As we’ve seen with other large disasters, such as the Deepwater Horizon spill or the Chernobyl nuclear accident, the full environmental impact of this event will likely take years to assess. The Sanchi was carrying condensate oil, a colorless, partially hydrophilic liquid that is highly toxic to aquatic (and terrestrial) animals and is extremely difficult to remove from water. The biological repercussions of petroleum oil exposure unfold over time. There are immediate, devastating effects as well as insidious long-term ones.

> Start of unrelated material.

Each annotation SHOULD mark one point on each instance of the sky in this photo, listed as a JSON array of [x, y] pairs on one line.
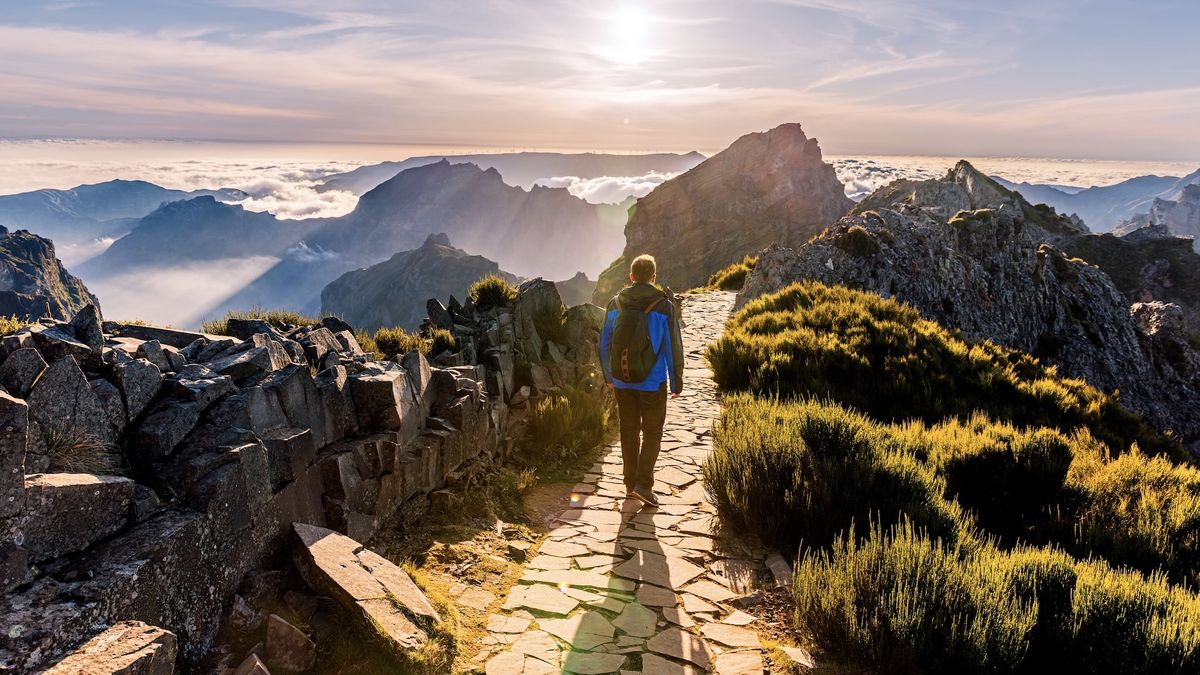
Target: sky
[[1067, 78]]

For example, nearly eight years after the Deepwater Horizon spill flooded the Gulf of Mexico with 4.9 million barrels of crude oil and dispersant, scientists continue to quantify how screwed deep-sea corals are.
Since the Sanchi contained nearly a quarter of the amount of oil that Deepwater horizon released, continued bad news is in the forecast.
China’s State Oceanic Administration reported that the two oil slicks produced by the catastrophe have already grown in size; they’re estimated at 134 square kilometers (52 square miles), compared with just 10 square kilometers (4 square miles) on Monday.